PHP content Collector (PHP thief program)

Source: Internet
Author: User
Tags explode ming php code
Collector, usually called the Thief program, is mainly used to crawl other people's web content. On the production of the collector, it is not difficult to open the Web page to be collected remotely, and then use regular expressions will need to match the content, as long as a little bit of regular expression of the basis, can make their own collector to.

A few days ago to do a novel series of procedures, because of the fear of updating trouble, incidentally wrote a collector, collection eight Chinese network, the function is relatively simple, can not customize the rules, but probably the idea is inside, custom rules can be extended by themselves.

Use PHP to do the collector mainly use two functions: file_get_contents () and Preg_match_all (), the former is a remote read the content of the Web page, but only in the PHP5 version of the above can be used, the latter is a regular function, to extract the required content.

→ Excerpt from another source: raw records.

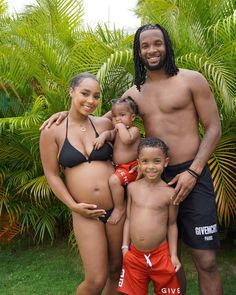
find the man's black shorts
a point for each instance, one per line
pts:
(197, 218)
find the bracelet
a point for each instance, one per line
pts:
(124, 247)
(193, 173)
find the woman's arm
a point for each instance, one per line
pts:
(126, 230)
(127, 135)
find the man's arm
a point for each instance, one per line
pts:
(172, 236)
(127, 136)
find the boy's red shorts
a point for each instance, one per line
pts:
(123, 172)
(139, 268)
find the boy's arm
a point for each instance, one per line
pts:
(126, 231)
(172, 236)
(127, 135)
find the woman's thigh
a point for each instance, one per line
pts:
(92, 242)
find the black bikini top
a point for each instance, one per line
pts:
(70, 156)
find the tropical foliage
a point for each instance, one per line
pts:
(47, 44)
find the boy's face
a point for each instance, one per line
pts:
(121, 114)
(152, 162)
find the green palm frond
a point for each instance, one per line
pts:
(222, 165)
(224, 29)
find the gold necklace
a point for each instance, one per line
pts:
(82, 127)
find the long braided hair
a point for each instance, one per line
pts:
(139, 68)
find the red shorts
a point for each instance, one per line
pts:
(139, 268)
(122, 171)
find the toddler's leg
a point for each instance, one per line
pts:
(117, 191)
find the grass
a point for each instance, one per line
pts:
(55, 270)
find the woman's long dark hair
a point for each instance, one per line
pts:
(139, 68)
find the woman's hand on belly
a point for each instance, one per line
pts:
(88, 210)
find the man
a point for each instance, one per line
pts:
(172, 102)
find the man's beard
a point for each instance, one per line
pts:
(156, 67)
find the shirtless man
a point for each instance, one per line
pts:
(172, 102)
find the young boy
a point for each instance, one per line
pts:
(150, 223)
(126, 138)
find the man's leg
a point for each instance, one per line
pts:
(208, 274)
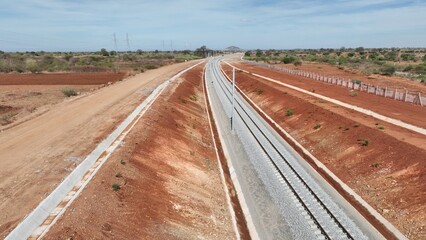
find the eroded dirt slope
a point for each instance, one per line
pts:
(36, 155)
(387, 171)
(168, 174)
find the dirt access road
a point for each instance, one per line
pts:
(36, 155)
(167, 169)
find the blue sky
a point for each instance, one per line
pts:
(86, 25)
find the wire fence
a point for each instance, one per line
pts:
(404, 95)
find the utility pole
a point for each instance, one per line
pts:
(233, 99)
(116, 52)
(115, 44)
(128, 43)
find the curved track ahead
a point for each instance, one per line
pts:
(324, 217)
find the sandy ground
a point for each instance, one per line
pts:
(168, 174)
(385, 106)
(37, 154)
(374, 79)
(388, 173)
(59, 78)
(20, 103)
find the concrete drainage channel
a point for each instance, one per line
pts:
(39, 221)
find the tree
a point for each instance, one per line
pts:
(202, 51)
(104, 52)
(289, 59)
(388, 70)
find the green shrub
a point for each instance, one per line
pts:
(356, 81)
(363, 142)
(193, 97)
(289, 59)
(297, 63)
(388, 70)
(116, 187)
(375, 165)
(68, 92)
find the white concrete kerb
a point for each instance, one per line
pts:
(320, 165)
(30, 225)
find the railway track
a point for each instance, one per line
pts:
(324, 217)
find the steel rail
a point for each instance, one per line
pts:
(218, 76)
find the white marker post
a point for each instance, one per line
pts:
(233, 99)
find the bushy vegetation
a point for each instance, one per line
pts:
(408, 62)
(101, 61)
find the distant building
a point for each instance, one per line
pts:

Here is a step-by-step implementation of the function.

Because it is a collection of novels, so first of all to the title, author, type of these three extracted, other information can be extracted according to need.

Here to "return to the Ming dynasty when the Rajah" as the goal, first open the Bibliography page, Link: http://www.86zw.com/Book/3727/Index.aspx

Open a few more books will find that the basic format of the title is: http://www.86zw.com/Book/ISBN/index.aspx, so we can make a start page, define a <input type=text name=number> Used to enter the call number to collect, you can then through the $_post[' number '] This format to receive the call number to collect. Receive the ISBN, the following to do is to construct the Bibliography page: $url =http://www.86zw.com/book/$_post[' number ']/index.aspx, of course, here is an example, mainly to explain the convenience, the actual production time it is best to check The legality of $_post[' number '.

After constructing the URL, you can start to collect the book information. Use the file_get_contents () function to open a Bibliography page: $content =file_get_contents ($url) so that you can read the contents of the bibliography page. The next step is to match the information about the title, author, and type. Here, for example, the rest of the book is the same. Open the Bibliography page, view the source file, find "<span class=" "BookTitle" > "Back to the Ming dynasty when the Rajah" </span> ", this is to extract the title." The regular expression that extracts the title:/<span class= "Newstitle" > (. *?) </span>/is, use the Preg_match_all () function to remove the title: Preg_match_all ("/<span class=" Newstitle ">" (. *?) </span>/is ", $contents, $title); so $ title[0][0] is the content of the title we want (Preg_match_all function can go to Baidu search, here is not explained in detail). Took out the book information, next is to take the chapter content, to take the chapter content, the first thing to do is to find the address of each chapter, and then open the chapter remotely, with the contents of the content out, warehousing or directly generated HTML static file. This is the address of the chapter list: http://www.86zw.com/Html/Book/18/3727/List.shtm, you can see this is the same as the bibliography page, there are rules to be found: http://www.86zw.com/Html/Book/ Category number/ISBN/list.shtm. ISBN has been achieved, the key here is to find the category number, the category number can be found in the previous bibliography page, extract the category number:

Preg_match_all ("/html/book/[0-9]{1,}/[0-9]{1,}/list.shtm/is", $contents, $typeid); This is not enough and requires a tangent function:

The PHP code is as follows:

function Cut ($string, $start, $end) {
$message = Explode ($start, $string);
$message = Explode ($end, $message [1]); return $message [0];} Where the $string for the content to be cut, $start for the beginning of the place, $end for the end of the place. Remove the category number:

$start = "html/book/";
$end
= "List.shtm";
$typeid = Cut ($typeid [0][0], $start, $end);
$typeid = Explode ("/", $typeid); [/php]

So, $typeid [0] is the category number we're looking for. The next step is to construct the address of the chapter list: $chapterurl = http://www.86zw.com/Html/Book/. $typeid [0]/$_post[' number ']/list.shtm. With this, we can find the address of each chapter.
<

Contact Us

The content source of this page is from Internet, which doesn't represent Alibaba Cloud's opinion; products and services mentioned on that page don't have any relationship with Alibaba Cloud. If the content of the page makes you feel confusing, please write us an email, we will handle the problem within 5 days after receiving your email.

If you find any instances of plagiarism from the community, please send an email to: info-contact@alibabacloud.com and provide relevant evidence. A staff member will contact you within 5 working days.

A Free Trial That Lets You Build Big!

Start building with 50+ products and up to 12 months usage for Elastic Compute Service

  • Sales Support

    1 on 1 presale consultation

  • After-Sales Support

    24/7 Technical Support 6 Free Tickets per Quarter Faster Response

  • Alibaba Cloud offers highly flexible support services tailored to meet your exact needs.